Workstations With Multiple CPU’s
Workstations with multiple CPU’s are a good way to increase the simulation speed. The most important factor is that each CPU has its own memory bus connection to the RAM. As explained above, the data transfer rate between CPU and RAM is the performance bottleneck, so having one memory bus per CPU allows the simulation speed scale very well with the number of CPU’s.
Intel Xeon Gold 5115has a ‘
Maximum memory bandwidth’ of 107 GB/s. Up to 4 of these processors can be installed in a single workstation, which would give a total bandwidth of 4 x 107 = 430 GB/s.
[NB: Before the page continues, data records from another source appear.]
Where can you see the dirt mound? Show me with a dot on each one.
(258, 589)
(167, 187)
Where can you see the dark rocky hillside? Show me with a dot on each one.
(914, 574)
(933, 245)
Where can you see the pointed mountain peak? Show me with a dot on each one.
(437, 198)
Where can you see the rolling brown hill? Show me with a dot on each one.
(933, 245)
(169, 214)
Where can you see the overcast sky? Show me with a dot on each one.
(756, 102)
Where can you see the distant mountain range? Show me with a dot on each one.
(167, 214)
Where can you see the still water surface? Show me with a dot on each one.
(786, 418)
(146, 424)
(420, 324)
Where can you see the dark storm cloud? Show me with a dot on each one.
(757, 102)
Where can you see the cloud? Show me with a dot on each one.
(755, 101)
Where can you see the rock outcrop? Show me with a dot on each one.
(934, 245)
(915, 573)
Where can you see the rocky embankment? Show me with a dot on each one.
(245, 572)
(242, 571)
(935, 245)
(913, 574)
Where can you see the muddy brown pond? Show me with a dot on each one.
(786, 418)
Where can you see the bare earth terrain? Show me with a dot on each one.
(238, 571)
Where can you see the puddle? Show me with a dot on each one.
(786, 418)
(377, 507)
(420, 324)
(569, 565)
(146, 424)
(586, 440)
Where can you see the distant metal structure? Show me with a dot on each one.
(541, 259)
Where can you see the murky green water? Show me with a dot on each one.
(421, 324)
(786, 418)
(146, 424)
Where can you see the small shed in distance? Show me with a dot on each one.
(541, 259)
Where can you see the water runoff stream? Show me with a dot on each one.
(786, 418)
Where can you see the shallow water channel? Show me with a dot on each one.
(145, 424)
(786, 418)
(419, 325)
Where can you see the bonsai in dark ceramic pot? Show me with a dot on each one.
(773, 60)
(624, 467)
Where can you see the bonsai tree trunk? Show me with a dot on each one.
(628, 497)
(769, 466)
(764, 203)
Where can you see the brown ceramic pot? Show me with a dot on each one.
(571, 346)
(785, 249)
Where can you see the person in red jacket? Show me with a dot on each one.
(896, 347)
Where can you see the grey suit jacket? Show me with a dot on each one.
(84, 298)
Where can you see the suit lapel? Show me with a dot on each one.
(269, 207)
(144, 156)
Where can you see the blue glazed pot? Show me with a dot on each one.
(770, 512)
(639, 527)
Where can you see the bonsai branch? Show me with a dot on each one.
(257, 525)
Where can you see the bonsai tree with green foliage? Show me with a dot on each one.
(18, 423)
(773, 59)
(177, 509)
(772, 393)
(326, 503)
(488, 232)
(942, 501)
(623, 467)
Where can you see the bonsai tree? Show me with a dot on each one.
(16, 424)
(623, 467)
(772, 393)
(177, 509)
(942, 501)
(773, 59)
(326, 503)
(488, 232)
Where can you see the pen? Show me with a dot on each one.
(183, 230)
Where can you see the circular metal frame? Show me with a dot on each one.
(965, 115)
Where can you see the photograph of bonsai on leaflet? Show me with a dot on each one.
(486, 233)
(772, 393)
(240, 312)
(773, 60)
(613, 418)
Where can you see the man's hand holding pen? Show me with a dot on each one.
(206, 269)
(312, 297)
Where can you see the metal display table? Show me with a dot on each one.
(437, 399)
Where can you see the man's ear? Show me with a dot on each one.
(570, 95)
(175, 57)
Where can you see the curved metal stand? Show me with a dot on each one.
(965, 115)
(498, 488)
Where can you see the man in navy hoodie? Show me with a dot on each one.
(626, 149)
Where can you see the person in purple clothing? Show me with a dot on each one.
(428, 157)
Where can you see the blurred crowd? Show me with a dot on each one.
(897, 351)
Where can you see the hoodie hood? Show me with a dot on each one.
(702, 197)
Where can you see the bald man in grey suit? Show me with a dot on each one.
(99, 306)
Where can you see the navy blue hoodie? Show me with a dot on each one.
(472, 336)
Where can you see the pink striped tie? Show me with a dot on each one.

To achieve optimum performance, DDR4-2400 memory modules should be used.
Clusters (Multiple Computers on a Network)
In applications where a single computer is not enough, multiple computers can be connected over a network to form a “cluster”. FDTD Solutions supports 2 modes when running on a cluster: running multiple simulations across a network (Concurrent Parametric Computing) and running a single, large complex simulation across multiple computers (Distributed Computing).
Network Speed and Latency
- When running a simulation locally on a single computer, the network speed does not have any effect on the simulation speed.
- When running a simulation remotely on a single computer, or running multiple simulations on a cluster (ie. a sweep or optimization), network latency has no effect on the simulation speed, and network speed will only affect how fast results can be retrieved.
- When running a single, large simulation across multiple computers , the network speed is extremely important - high speed, low latency interconnects such as InfiniBand are recommended in such cases.
You can use cloud computing services to evaluate the latest hardware before making a purchasing decision, or in cases where a long term hardware investment does not make sense:
- Amazon Web Services: Instance Types “General Purpose” and “Compute Optimized”. Running FDTD Solutions on AWS .
- Microsoft Azure: Instance Types: “General Purpose”, “Compute Optimized”, and “High Performance Computing”. Running FDTD Solutions on Microsoft Azure .
Starting with the 2023 R2 release, Lumerical FDTD now supports GPU processing. See this Knowledge Base (KB) for more information.
Notes: All the above examples are not intended to be endorsements of these models or brands. They are simply examples used to illustrate the points described in the page.